This is a prize given to time series econometrics and how to deal with imperfect data and changing variances for variables being estimated. Can you say “Generalized Method of Moments” (GMM)? Hansen teaches at the economics department of the University of Chicago.
For years now journalists have asked me if Hansen might win, and if so, how they might explain his work to the general reading public. Good luck with that one.
Unlike maximum likelihood estimation (MLE), GMM does not require complete knowledge of the distribution of the data. Only specified moments derived from an underlying model are needed for GMM estimation. In some cases in which the distribution of the data is known, MLE can be computationally very burdensome whereas GMM can be computationally very easy. The log-normal stochastic volatility model is one example. In models for which there are more moment conditions than model parameters, GMM estimation provides a straightforward way to test the specification of the proposed model. This is an important feature that is unique to GMM estimation.

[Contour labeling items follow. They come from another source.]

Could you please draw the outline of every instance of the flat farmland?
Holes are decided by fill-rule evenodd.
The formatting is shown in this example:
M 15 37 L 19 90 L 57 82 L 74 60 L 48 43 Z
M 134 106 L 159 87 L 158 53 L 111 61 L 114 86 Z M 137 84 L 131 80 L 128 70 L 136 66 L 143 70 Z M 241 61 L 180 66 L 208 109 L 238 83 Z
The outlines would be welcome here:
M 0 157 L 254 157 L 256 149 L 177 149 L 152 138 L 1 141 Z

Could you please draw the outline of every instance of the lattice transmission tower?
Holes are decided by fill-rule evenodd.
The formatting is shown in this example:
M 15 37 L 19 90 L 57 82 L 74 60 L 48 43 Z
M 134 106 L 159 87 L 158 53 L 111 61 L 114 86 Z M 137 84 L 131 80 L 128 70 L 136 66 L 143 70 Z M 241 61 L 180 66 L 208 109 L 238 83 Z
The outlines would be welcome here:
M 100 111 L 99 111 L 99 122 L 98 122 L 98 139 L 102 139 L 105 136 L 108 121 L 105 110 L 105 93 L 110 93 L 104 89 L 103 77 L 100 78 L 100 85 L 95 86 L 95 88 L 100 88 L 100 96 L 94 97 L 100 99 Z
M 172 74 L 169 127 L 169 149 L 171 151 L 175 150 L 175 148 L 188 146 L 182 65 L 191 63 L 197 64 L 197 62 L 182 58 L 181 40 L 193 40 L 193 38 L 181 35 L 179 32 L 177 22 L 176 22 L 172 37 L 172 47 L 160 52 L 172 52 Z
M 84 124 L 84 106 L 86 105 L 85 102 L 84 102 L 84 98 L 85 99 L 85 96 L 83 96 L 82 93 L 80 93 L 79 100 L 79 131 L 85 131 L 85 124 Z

If you read this piece with Hodrick, you will see that Hansen’s work is instrumental for testing the advanced versions of the propositions of Fama and Shiller. In this critical sense, the three prizes are quite tightly unified. And see this paper too with Singleton. Here’s the most concrete sentence you are going to squeeze out of me on this one: if you want to do serious analysis of whether changing risk premia can help rationalize observed asset price movements, Hansen’s contributions will prove essential.